Christian Amiraty accuse le Cretes d'avoir ouvert "sans aucune autorisation d'urbanisme". Le maire confirme avoir simplement délivré, en avril 2018, une déclaration préalable pour la réalisation de merlons (buttes) en terre végétale de hauteur limitée, et de clôtures sur un terrain communal et deux parcelles privées. "Mais le merlon s'est immédiatement transformé en montagne de terre d'origine inconnue et fort probablement polluée, sans compter divers enfouissements qu'il faudra inventorier", dénonce l'édile.

Le maire relate également que l'entrée au club de tir a été refusée à l'un de ses agents de l'urbanisme "dûment assermenté", l'empêchant donc de dresser un PV d'infraction au code de l'urbanisme. D'autres accusations incluent des enfouissements de déchets, un espace de restauration non déclaré, une alimentation électrique "via un câble de 350 mètres qui court sur les buttes jusqu'à une société voisine" et évoque "un branchement abusif", l'absence de borne à incendie, la présence de nombreux pneus et tapis de caoutchouc et les "400 000 cartouches par an tirées sur le site qui laissent plus de 3 200 kg de plombs dans la nature."

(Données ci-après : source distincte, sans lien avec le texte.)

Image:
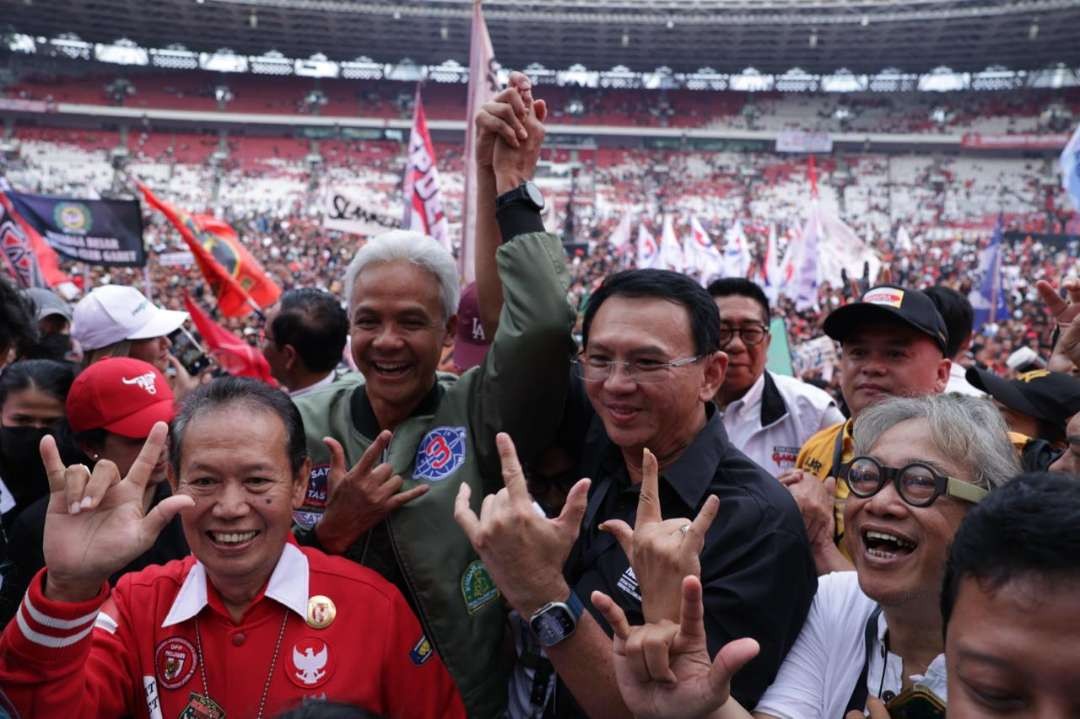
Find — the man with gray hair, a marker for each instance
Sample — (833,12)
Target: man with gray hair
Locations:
(412,437)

Réponse du Gérant, Jean-Michel Ségui

Jean-Michel Ségui réfute en bloc toutes les accusations. Il explique avoir ouvert son club de tir à Gignac après avoir été contraint de déménager son ancien club de Marignane. Il martèle qu'il n'était aucunement tenu de demander une autorisation pour installer ses bungalows et baraquements de bois "dans la mesure où tout est modulable et démontable." Il promet également de remettre à niveau les merlons de terre sur la zone verte d'Ensuès.

Il assure avoir invité le maire à plusieurs reprises à venir le rencontrer au club ou bien lui-même à se déplacer en mairie "mais ce dernier m'oppose une fin de non-recevoir." Il dément s'être raccordé de façon abusive au réseau électrique de l'entreprise voisine à laquelle il affirme acquitter un loyer.